French AION consortium bids for EU AI datacentre fund with £8.6bn plan
TL;DR:
- The AION consortium — Capgemini, Orange, Iliad’s Scaleway, Artefact, Bull, private-equity firm Ardian and French utility EDF — will bid for EU funding for a planned €10bn (£8.6bn) AI datacentre in France.
- The European Commission’s €20bn (£17bn) AI infrastructure fund, launched in December, is the bloc’s headline response to the US-China compute gap; Ardian’s Benoît Gaillochet said this French project alone could absorb roughly half of the fund.
- The facility will ultimately target one gigawatt of capacity — about double France’s current computing capacity — with an initial phase of around 100 megawatts, funded through private investment, bank lending, and EU fund money.
The AION bid is the first concrete demonstration of how the €20bn EU fund will be deployed and how much of it a single national project might absorb. Telecoms group Iliad alone is ready to deploy €4bn, primarily through Scaleway. EDF is opening tenders for old industrial sites with direct grid connections — a deliberate move to compress the connection lead times that have become the binding constraint on UK and European datacentre buildouts.
What this signals for the UK’s parallel compute strategy
The UK’s AI Opportunities Action Plan announced AI Growth Zones and a sovereign-compute build-out earlier in the year, but has not yet matched the EU’s €20bn fund or AION’s €10bn single-site ambition. The French consortium’s structure — major industrial players, a utility willing to repurpose grid-connected industrial land, and private-equity scale capital alongside EU support — provides a template that UK policymakers will inevitably be asked to evaluate. The UK has the capital depth and the engineering base, but the joined-up industrial-policy framework that AION represents has been harder to find on this side of the Channel.
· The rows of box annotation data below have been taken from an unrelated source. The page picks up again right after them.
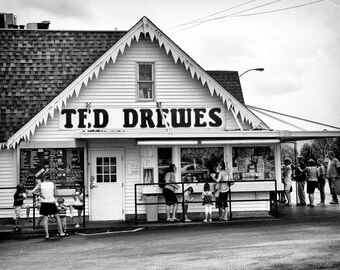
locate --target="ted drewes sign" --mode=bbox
[59,108,224,130]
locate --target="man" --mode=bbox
[326,151,340,204]
[295,157,307,206]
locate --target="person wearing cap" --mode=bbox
[306,159,318,207]
[32,174,66,239]
[282,158,293,206]
[326,151,340,204]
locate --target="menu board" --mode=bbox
[20,148,84,188]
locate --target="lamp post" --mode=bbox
[238,68,264,78]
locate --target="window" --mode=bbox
[233,147,275,180]
[181,147,224,183]
[96,157,117,183]
[157,147,172,183]
[137,63,155,101]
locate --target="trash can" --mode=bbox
[146,196,158,222]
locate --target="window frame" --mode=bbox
[136,61,156,102]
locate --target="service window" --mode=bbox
[157,147,173,183]
[232,146,275,180]
[137,63,155,101]
[181,147,224,183]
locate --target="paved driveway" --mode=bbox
[0,206,340,270]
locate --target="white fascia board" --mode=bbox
[6,17,269,148]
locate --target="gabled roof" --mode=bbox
[0,17,268,147]
[0,29,126,142]
[207,70,244,104]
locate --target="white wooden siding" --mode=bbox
[27,37,244,142]
[0,149,17,218]
[0,36,252,219]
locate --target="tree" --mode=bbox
[300,138,340,161]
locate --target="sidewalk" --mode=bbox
[0,186,340,240]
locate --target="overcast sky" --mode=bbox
[0,0,340,130]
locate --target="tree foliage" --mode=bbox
[300,138,340,161]
[281,143,295,163]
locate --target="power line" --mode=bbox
[246,105,340,129]
[171,0,282,33]
[175,0,257,27]
[232,0,325,17]
[172,0,325,33]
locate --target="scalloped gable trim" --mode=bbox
[0,17,269,149]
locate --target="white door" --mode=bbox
[90,149,124,220]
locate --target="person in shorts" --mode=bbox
[70,184,84,228]
[57,197,68,236]
[163,164,179,222]
[32,174,66,239]
[307,159,318,207]
[13,183,32,231]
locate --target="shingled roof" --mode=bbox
[0,26,244,142]
[207,70,244,104]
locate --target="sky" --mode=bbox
[0,0,340,130]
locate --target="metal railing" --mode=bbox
[0,185,87,230]
[134,180,278,225]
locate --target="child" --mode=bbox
[70,184,84,228]
[201,183,213,222]
[183,187,194,222]
[13,183,32,232]
[57,197,68,236]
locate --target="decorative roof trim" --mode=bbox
[6,17,269,148]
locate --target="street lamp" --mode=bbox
[238,68,264,78]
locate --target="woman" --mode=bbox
[32,174,66,239]
[282,158,293,206]
[163,164,179,222]
[307,159,318,207]
[317,159,326,206]
[210,161,230,221]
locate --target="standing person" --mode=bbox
[57,197,68,236]
[210,161,230,221]
[183,187,194,222]
[306,159,318,207]
[163,164,179,222]
[295,157,307,206]
[70,184,84,228]
[282,158,292,206]
[33,178,44,227]
[201,183,214,222]
[326,151,340,204]
[13,183,32,232]
[317,159,326,206]
[32,174,65,239]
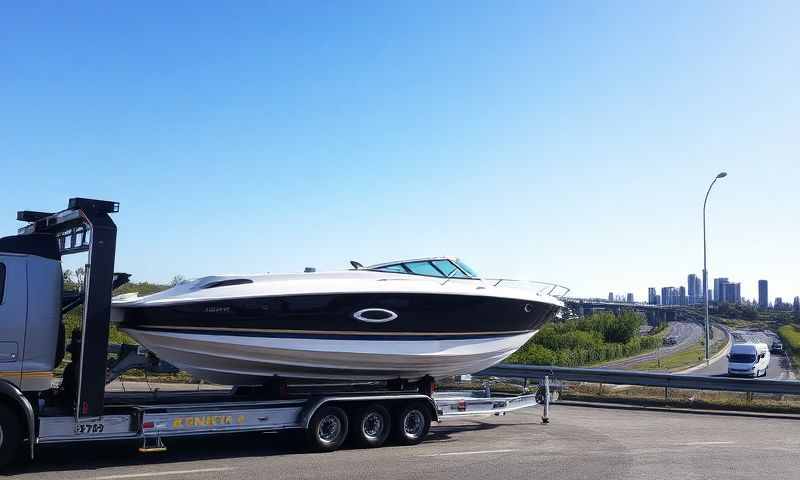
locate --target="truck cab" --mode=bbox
[728,343,770,378]
[0,234,64,392]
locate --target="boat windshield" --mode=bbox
[368,258,478,278]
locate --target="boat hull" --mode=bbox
[115,292,559,385]
[124,328,535,385]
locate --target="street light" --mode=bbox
[703,172,728,365]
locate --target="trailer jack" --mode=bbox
[139,437,167,453]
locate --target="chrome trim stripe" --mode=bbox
[128,325,533,337]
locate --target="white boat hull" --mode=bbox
[125,329,536,385]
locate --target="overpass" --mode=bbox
[561,297,699,325]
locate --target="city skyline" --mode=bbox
[0,1,800,299]
[612,273,788,309]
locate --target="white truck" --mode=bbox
[728,342,770,378]
[0,198,549,466]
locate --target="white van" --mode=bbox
[728,343,769,377]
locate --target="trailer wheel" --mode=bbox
[353,403,392,448]
[394,402,431,445]
[0,404,22,466]
[306,406,348,452]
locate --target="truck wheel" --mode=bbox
[394,402,431,445]
[353,403,392,448]
[0,404,22,466]
[306,406,348,452]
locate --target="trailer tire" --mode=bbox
[0,404,22,467]
[394,402,431,445]
[352,403,392,448]
[306,405,348,452]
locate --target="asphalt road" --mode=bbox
[602,322,703,368]
[691,330,796,380]
[11,404,800,480]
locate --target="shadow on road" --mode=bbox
[4,419,519,476]
[5,432,305,475]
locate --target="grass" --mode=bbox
[561,383,800,414]
[630,342,705,372]
[630,328,727,372]
[778,325,800,372]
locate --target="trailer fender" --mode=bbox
[0,380,36,460]
[300,394,439,430]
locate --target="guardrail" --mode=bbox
[476,364,800,395]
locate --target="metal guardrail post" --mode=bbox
[542,375,550,424]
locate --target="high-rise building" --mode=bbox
[661,287,685,305]
[647,287,658,305]
[686,273,703,304]
[758,280,769,308]
[721,282,742,304]
[714,277,728,302]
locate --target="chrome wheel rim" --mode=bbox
[403,410,425,438]
[317,415,342,444]
[361,412,386,438]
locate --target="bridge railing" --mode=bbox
[476,364,800,395]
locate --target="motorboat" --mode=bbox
[112,257,567,385]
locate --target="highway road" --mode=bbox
[691,330,797,380]
[10,404,800,480]
[602,322,703,368]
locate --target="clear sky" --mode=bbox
[0,1,800,298]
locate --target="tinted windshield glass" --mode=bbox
[456,260,478,278]
[405,262,443,277]
[731,353,756,363]
[432,260,467,278]
[378,264,407,273]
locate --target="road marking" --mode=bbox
[419,449,519,457]
[94,467,235,480]
[681,442,736,447]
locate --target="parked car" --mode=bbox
[728,343,769,378]
[664,337,678,346]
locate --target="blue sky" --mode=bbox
[0,1,800,298]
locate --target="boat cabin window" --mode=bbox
[370,258,478,278]
[456,259,478,278]
[405,262,444,277]
[431,260,468,278]
[377,263,408,273]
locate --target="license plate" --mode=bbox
[75,423,105,435]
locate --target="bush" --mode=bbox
[509,311,662,367]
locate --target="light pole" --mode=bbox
[703,172,728,365]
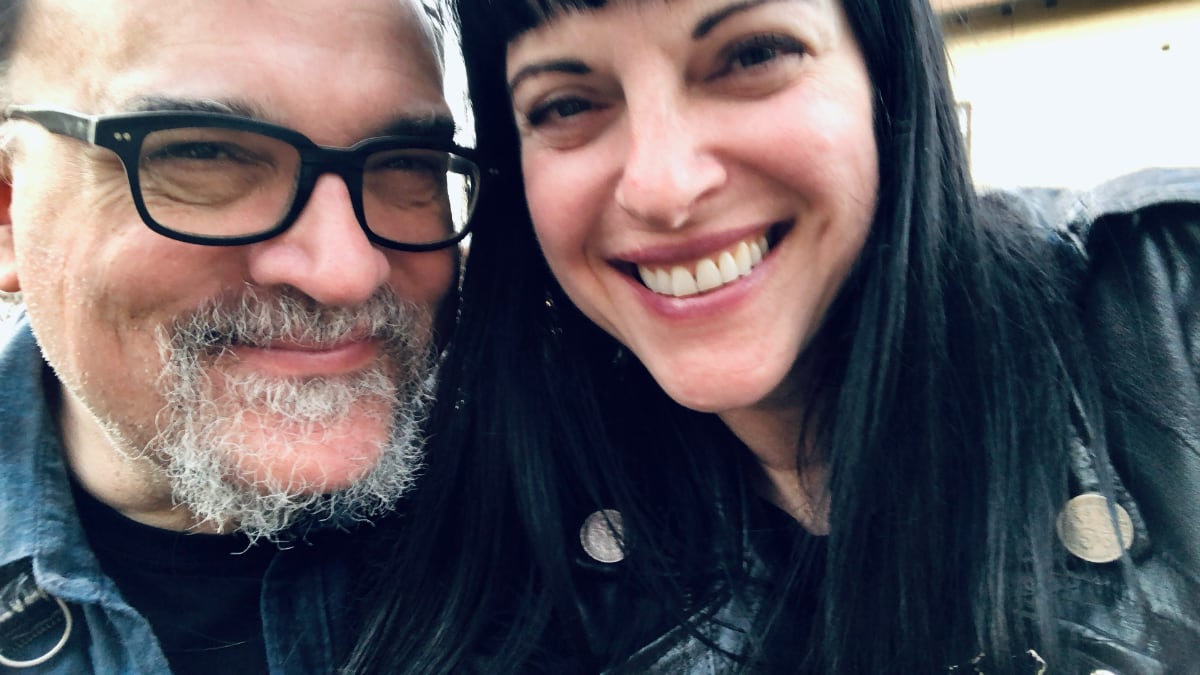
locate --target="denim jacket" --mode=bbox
[0,323,349,675]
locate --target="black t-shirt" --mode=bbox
[74,478,276,675]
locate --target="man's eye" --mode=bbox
[526,97,595,126]
[149,142,248,161]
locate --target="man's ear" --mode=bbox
[0,159,20,293]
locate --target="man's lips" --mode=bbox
[229,339,379,377]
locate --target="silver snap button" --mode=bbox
[0,572,73,668]
[1056,492,1133,562]
[580,508,625,563]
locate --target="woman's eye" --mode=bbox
[718,35,805,74]
[526,97,594,126]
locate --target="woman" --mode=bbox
[355,0,1200,674]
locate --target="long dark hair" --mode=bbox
[343,0,1097,673]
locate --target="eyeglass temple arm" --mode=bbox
[4,106,96,143]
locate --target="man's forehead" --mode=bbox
[14,0,451,130]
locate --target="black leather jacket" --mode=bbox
[1066,169,1200,675]
[568,169,1200,675]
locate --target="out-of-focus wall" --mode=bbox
[935,0,1200,187]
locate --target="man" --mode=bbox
[0,0,478,673]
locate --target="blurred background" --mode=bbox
[932,0,1200,189]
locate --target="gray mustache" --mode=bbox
[172,287,420,352]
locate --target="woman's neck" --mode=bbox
[719,405,829,534]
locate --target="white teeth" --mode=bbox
[716,251,740,283]
[654,269,673,295]
[637,229,770,298]
[671,265,700,298]
[696,258,724,293]
[733,241,754,276]
[637,265,662,293]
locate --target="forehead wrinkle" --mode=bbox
[12,0,158,106]
[691,0,817,40]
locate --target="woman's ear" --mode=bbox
[0,160,20,293]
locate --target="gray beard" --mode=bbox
[145,283,436,540]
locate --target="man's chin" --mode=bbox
[228,416,390,495]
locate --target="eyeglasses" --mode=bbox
[4,106,482,251]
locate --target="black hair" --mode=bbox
[0,0,26,109]
[343,0,1098,673]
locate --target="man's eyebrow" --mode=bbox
[121,96,455,141]
[691,0,796,40]
[509,59,592,95]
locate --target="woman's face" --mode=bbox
[506,0,878,412]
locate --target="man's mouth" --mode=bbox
[637,225,782,298]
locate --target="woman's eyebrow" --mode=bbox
[691,0,814,40]
[509,59,592,95]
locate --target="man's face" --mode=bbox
[0,0,456,533]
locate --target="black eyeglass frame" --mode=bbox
[4,106,488,252]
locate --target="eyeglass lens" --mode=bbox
[138,127,478,244]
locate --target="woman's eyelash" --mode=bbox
[526,97,593,126]
[721,34,808,72]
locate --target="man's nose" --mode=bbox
[616,92,727,228]
[242,174,391,306]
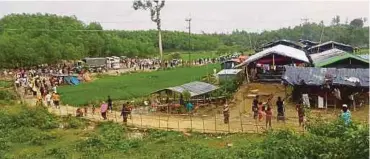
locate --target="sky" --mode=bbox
[0,0,369,33]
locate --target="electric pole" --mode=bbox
[301,18,309,40]
[185,17,191,66]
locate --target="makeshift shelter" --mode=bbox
[358,54,369,60]
[256,39,303,52]
[282,66,369,108]
[234,45,310,82]
[153,81,218,97]
[299,39,319,49]
[310,49,369,68]
[308,41,354,54]
[217,69,244,82]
The Anthropic-SpaceX compute deal disclosed the same week — £930m a month through 2029 — gives a sense of the scale a single frontier lab now requires. A one-gigawatt facility doubling France’s computing capacity is sized for hosting that kind of customer, plus Europe’s own sovereign-AI buildouts and enterprise demand. For UK datacentre operators, hyperscale customers and grid-connection planners, the AION project is the comparator to watch — particularly as the European Commission decides which national projects qualify for fund allocation and how those decisions are politicised between member states.
Looking forward
Watch for the AION funding decision and which other national consortia compete for the EU fund — Germany, Spain and Italy have all signalled intent. For UK government, the question is whether the AI Growth Zones framework will be paired with a comparable financial commitment ahead of the autumn budget. UK SMEs and corporates renegotiating AI infrastructure contracts should monitor whether European compute capacity coming online from 2027 changes pricing power and data-sovereignty options for workloads that currently default to US cloud regions.
Currency conversions use £1 = €1.165 at time of writing.